Jalifa también había cerrado el puño y lo mantenía como un pedernal para contener la furia.
—¿De modo que va a hacer la vista gorda?
—Ni gorda ni flaca. No es asunto nuestro. ¿Lo ha entendido o no? Si no está en nuestro territorio, ¡no es asunto nuestro!
—Pues voy a sacarlo de nuestro territorio. Acudiré más arriba. Al director de la policía.
Se armó de valor ante el estallido que preveía. Pero Hassani soltó una carcajada.

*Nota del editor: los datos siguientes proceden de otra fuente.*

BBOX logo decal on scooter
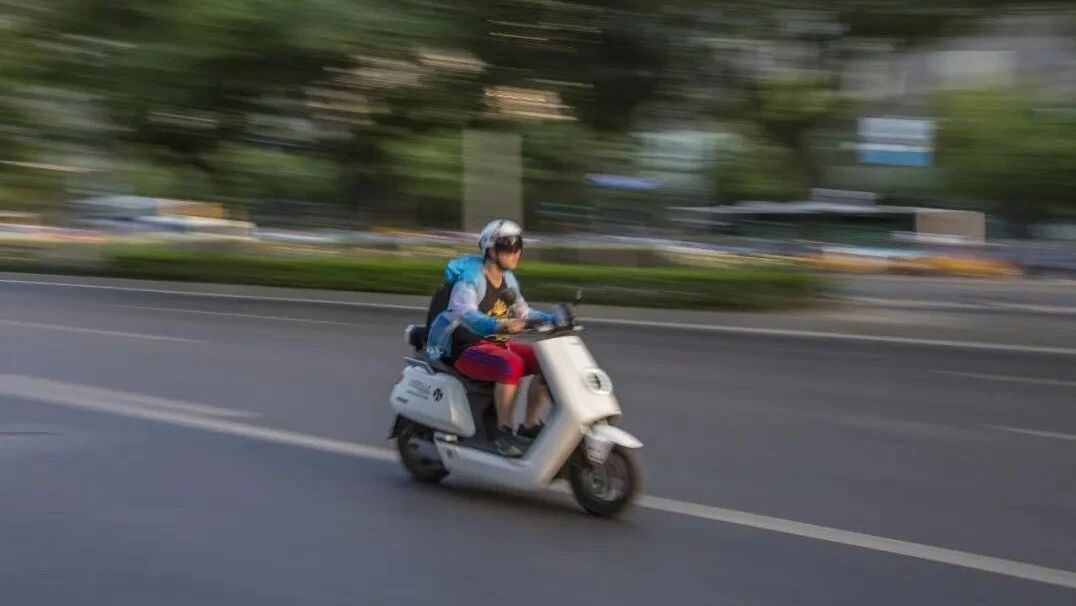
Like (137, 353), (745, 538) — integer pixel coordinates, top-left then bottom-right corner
(583, 368), (612, 395)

—¡Faltaría más! —exclamó—. Incluso le puedo dar el número particular del director. Aunque pensándolo bien, ¿por qué detenerse aquí? ¿Por qué no sigue subiendo? Puede llegar al propio ministro del Interior, que casualmente es hermano del presidente de Zoser y que mañana estará en el Valle de los Reyes y estrechará la mano al presidente de Barren Corporation. La Barren Corporation que, por cierto, está inyectando decenas de millones de dólares a la economía del país. Sí, sí, llámele enseguida, Jalifa. Pero no me venga llorando cuando le hayan despedido del cuerpo y hayan echado a su familia del piso nuevo.

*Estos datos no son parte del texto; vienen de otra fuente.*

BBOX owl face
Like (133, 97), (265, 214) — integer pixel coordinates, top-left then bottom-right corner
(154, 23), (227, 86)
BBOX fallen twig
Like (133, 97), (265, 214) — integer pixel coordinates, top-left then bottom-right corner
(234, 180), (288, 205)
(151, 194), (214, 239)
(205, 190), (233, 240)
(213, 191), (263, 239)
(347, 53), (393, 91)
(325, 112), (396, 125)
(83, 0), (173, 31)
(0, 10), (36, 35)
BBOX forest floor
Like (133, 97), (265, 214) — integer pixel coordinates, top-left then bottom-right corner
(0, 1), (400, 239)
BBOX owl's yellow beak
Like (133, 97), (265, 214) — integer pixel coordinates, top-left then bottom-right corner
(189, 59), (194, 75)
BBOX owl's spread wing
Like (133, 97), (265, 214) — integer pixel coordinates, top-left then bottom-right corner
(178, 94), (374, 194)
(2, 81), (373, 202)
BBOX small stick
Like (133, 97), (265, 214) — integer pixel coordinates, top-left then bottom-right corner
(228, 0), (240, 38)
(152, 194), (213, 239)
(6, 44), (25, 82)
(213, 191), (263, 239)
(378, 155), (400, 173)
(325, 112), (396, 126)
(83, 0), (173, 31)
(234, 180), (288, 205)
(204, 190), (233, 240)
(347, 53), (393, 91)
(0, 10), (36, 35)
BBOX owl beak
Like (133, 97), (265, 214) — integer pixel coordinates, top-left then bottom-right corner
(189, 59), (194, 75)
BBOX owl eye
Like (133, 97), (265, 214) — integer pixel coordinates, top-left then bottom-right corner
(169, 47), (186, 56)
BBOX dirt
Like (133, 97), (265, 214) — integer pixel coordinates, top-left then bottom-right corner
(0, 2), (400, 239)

Jalifa se levantó, ya fuera de control.
—¿Es una amenaza? —gritó, repitiendo casi literalmente los términos del enfrentamiento entre Ben Roi y Leah Shalev—. ¿Me está amenazando?
Hassani avanzó unos pasos con los hombros en tensión, los brazos medio levantados, como los del boxeador a punto de encararse al adversario. Se hizo el silencio mientras los dos se enfrentaban. De pronto pareció que el jefe abandonaba. Bajó los brazos y volvió a la mesa.
—No, no lo amenazo —dijo y se dejó caer en el asiento—. Solo le recuerdo cómo funcionan las cosas en este país. Y que, con revolución o sin ella, hay gente intocable. Si los israelíes optan por una solicitud gubernamental de cooperación, tal vez se mueva algún engranaje. Aunque, dado lo que sabemos todos de los israelíes, creo que tampoco surtirá mucho efecto, a menos que cuenten con el apoyo de Estados Unidos. De modo que, ¿por qué no se va usted a hablar con su amiguito judío? Y si llega la orden de investigar, investigaremos. Hasta entonces, yo no cojo eso ni con pinzas. Y si usted sabe lo que le conviene, tampoco lo hará. Ahora, si no le importa, tengo asuntos que resolver. Haga el favor de cerrar la puerta al salir.
Cogió el teléfono, hizo girar la butaca y le dio la espalda a Jalifa. El inspector se quedó allí plantado, reprimiendo el impulso de pegar un par de puñetazos contra aquellos enormes hombros de búfalo de su jefe y de empezar a gritar: «¡Ellos mataron a mi hijo! ¡Ellos mataron a mi hijo!». Sabía que no iba a servir de nada. Se armó de valor y salió del despacho, no sin antes pegar un buen portazo. Si Hassani quería una petición oficial de los israelíes, eso tendría exactamente. Ben Roi sabría cómo hacerlo. El israelí no tan solo era un buen inspector, un inspector cojonudo, sino también un amigo. Un amigo cojonudo. Juntos iban a resolverlo. Se haría justicia. El equipo A. Como en los viejos tiempos.
Se fue hacia su despacho bajando los escalones de dos en dos.